Losing weight, though not always easy, is fairly straight forward (in theory). You need to develop healthy eating habits and more active lifestyle habits. The real challenge comes when you have already gotten to a healthy weight and you want to maintain it. “Maintenance” is often tricky, and that’s why many people slip back to their old behavior as soon as they drop few pounds. I will show you how, with some minor adjustment in your lifestyle, you can easily hang on to those hard-earned losses for good, without depriving yourself.
Weigh in regularly
Sounds silly, doesn’t it? A two-year Cornell study, recently published in the Journal of Obesity, found that frequent self-weighing and tracking results on a chart were effective for both losing weight and keeping it off. When you periodically hop on the scale, you provide positive reinforcement for healthy eating habits. Moreover, when you regularly track your weight, you will catch small gains before they escalate. Just don’t obsess about the numbers you see on the scale.
Eat more protein
Foods rich in protein will keep you fuller longer. According to a study that was published in the American Journal of Clinical Nutrition, women who received about 26 percent of their calorie intake from protein maintained a 14-pound weight loss for more than a year. Protein rich foods include lentil, beans, kidney beans, chickpeas, lean cut meat, chicken, turkey.

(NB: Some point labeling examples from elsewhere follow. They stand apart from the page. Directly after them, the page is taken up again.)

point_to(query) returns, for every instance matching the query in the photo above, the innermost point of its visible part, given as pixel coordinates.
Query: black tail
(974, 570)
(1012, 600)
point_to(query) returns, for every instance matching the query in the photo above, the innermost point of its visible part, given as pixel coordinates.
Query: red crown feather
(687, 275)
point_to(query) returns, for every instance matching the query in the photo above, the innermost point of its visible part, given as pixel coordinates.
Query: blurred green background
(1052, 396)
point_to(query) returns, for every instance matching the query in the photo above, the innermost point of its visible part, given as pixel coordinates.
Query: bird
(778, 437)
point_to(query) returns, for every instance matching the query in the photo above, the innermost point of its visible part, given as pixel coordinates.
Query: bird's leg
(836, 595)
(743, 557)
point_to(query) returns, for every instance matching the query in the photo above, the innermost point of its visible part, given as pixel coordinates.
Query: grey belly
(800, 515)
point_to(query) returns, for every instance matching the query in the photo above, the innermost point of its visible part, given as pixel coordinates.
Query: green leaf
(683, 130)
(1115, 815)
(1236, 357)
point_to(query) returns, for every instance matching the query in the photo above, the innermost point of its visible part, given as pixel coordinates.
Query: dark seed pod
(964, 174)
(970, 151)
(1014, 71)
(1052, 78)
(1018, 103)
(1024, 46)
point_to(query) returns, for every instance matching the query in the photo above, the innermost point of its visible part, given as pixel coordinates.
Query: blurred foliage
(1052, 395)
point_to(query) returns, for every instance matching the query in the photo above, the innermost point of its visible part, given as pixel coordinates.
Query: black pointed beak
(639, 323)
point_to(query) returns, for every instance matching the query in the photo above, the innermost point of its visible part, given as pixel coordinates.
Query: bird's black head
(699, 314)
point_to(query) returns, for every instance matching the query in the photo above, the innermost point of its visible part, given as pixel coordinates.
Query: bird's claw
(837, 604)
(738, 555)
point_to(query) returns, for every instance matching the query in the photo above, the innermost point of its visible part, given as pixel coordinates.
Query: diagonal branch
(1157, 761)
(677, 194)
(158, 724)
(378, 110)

Eat five servings of vegetables and fruits
Five servings of fruits and vegetables are recommended to not only maintain a healthy weight but to also keep off a variety of diseases. According to a study conducted by the Center of Disease Control and Prevention, women who consumed more than five servings of fruits and vegetables were 60 percent less likely to regain weight than those who ate fewer servings. Try to eat more veggies than fruit to avoid blood sugar spikes.
Get more activity
Getting moving. Getting some activity for 30 minutes a day for at least five days a week will keep the pounds off. Weight bearing exercise helps to maintain lean muscle mass which is crucial for resting metabolic rate (meaning, it helps rev up your metabolism so that your body burns calories even when you are at rest.) But being active doesn’t mean you have to hit the gym or run a marathon. Think outside the box. Hula hooping, rebounding, skating, and playing with the kids or your pets can help you get in some activity.
Eat out less often
It should come as no surprise that restaurant meals can sabotage your efforts with regard to your weight. Preparing your own food is the best way to ensure you are eating food that is in alignment with your weight goals. It also is the only way of controlling things like sodium content.
Be aware of your emotional state when eating. Many people have habits around food that make it difficult for to lose weight and maintain losses. Eating when stressed or as a way to cope with uncomfortable feelings can have a negative effect on your waistline and your goals. Consider using other coping skills such as EFT or tapping to help eliminate these behaviors.
You can kickstart your healthy habits with these simple and easy tips. Maintaining a healthy weight doesn’t have to be hard. And when would be a better time to start than on Women’s Health Day?